The main aim of this module is to develop an understanding and ability to apply and critically evaluate a variety of standard and advanced methods of both qualitative and quantitative data analysis.

PLUS 1 or 2 options from:
Practical research skills for psychology

The main aim of this module is to develop students’ practical skills in the area of psychological research with an emphasis on using technology and advanced techniques to study and analyse human behaviour and performance. The module includes a theoretical background covering when and why these techniques should be used for studying human behaviour and conducting psychological research. The main themes are computer programming for designing and analyzing experiments, eye movement measurement and analysis, and ERP imaging techniques.

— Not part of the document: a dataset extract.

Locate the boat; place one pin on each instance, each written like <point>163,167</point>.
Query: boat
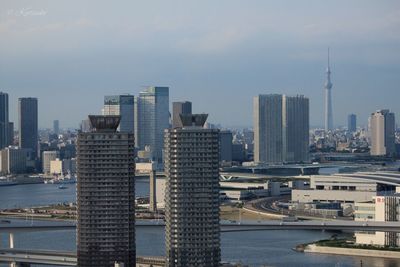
<point>7,182</point>
<point>62,179</point>
<point>62,186</point>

Communication, dissemination, and professional issues

Media awareness is a particularly important component of this training in view of the emphasis on the public understanding of science. This course develops skills in both oral and written presentation based around the topic of psychology. A further aim is to offer guidance to those intending to pursue an academic career in teaching and research within psychology, covering the funding, management, and exploitation of research, and general issues in career development.

Computational modelling

This course introduces students to computational modelling techniques using high-level programming languages (MATLAB). Model fitting and model comparison techniques are covered in detail within the context of understanding human behaviour. A range of model architectures is examined, including mathematical models of memory; connectionist models of language, and exemplar models of categorization and identification. An emphasis is placed on the relation between theory and data and on developing the ability to formulate and construct models.

OR and appropriate module from our undergraduate provision.